The resin worm of the present invention is suitable for mass productivity, can shorten the molding cycle, and can reduce the manufacturing cost. Further, while the resin in the cavity cools and solidifies, the pressurized fluid injected into the resin continues to press the resin toward the mold surface of the cavity,
In particular, it is possible to effectively suppress the occurrence of sink marks in the thick thread portion of the resin worm, and it is possible to form the thread portion having high shape accuracy. Moreover, since the resin worm of the present invention has the reinforcing member, it has a high rigidity, and since the worm in the portion that meshes with the worm wheel does not contain a reinforcing filler such as glass fiber, it does not slide. A resin worm having excellent durability and durability can be provided at low cost.

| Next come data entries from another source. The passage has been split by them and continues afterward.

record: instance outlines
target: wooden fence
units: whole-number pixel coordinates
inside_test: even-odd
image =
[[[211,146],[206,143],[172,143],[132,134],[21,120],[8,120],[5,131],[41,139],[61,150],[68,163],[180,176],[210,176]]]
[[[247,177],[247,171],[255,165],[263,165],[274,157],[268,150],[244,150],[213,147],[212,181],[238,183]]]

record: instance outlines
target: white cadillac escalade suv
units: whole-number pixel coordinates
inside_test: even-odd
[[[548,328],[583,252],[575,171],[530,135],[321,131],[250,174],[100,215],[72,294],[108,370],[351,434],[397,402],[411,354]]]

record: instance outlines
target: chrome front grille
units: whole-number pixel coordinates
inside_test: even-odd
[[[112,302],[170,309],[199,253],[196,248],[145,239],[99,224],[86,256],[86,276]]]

[Brief description of drawings]

FIG. 1 is a schematic cross-sectional view of a resin worm of Example 1,
Moreover, it is a schematic front view and a cross-sectional view of the reinforcing member.

FIG. 2 is a schematic cross-sectional view of a resin worm of Example 2.

FIG. 3 is a schematic configuration diagram of a worm gear used for evaluation.

FIG. 4 is a schematic cross-sectional view of a mold or the like for explaining the method of manufacturing the resin worm of Example 1.

[Explanation of symbols]

 10 Worm 12 Worm Shaft Part 14 Screw Thread Part 16 Hollow Structure Part 18 Reinforcing Member 18A Through Hole 20 Worm Wheel 30 Mold 32 Cavity 34 Retainer 36 Gate Part 38 Pressurized Fluid Injection Part 40 Molten Resin

 ─────────────────────────────────────────────────── ─── Continued Front Page (72) Inventor Akinasa Kaneishi 5-6-2 Higashi-Hachiman, Hiratsuka-shi, Kanagawa Sanryo Engineering Plastics Co., Ltd. Technical Center (72) Toshiaki Izumida 5 Higashi-Hachiman, Hiratsuka-shi, Kanagawa 6-2, Sanryo Engineering Plastics Co., Ltd. Technical Center

Claims (6)

[Claims] 1. A hollow structure is provided by injecting a molten resin into a cavity using an injection molding apparatus equipped with a mold having a cavity and then injecting a pressurized fluid into the molten resin in the cavity. A resin worm molded by an injection molding method for producing an injection-molded article having a structure part, having a spiral thread part on the outer peripheral part, having a hollow structure part, and
A resin worm having a reinforcing member inside. 2. The resin worm according to claim 1, wherein the reinforcing member is made of metal or synthetic resin. 3. The resin worm according to claim 1, wherein the reinforcing member is made of a synthetic resin having a melting point higher than that of the resin forming the worm. 4. The resin worm according to any one of claims 1 to 3, wherein the reinforcing member has a spiral shape. 5. The resin worm according to claim 1, wherein the reinforcing member has a cylindrical shape provided with a through hole. 6. A method for producing a resin worm having a hollow structure part, which uses an injection molding device equipped with a mold having a cavity, wherein a reinforcing member is placed in the cavity and then the worm is placed in the cavity. While or after injecting the molten resin, a pressurized fluid is injected into the inside of the molten resin in the cavity, thereby having a spiral thread portion on the outer peripheral portion and a hollow structure portion, A method for producing a resin worm, which comprises molding a resin worm having a reinforcing member inside.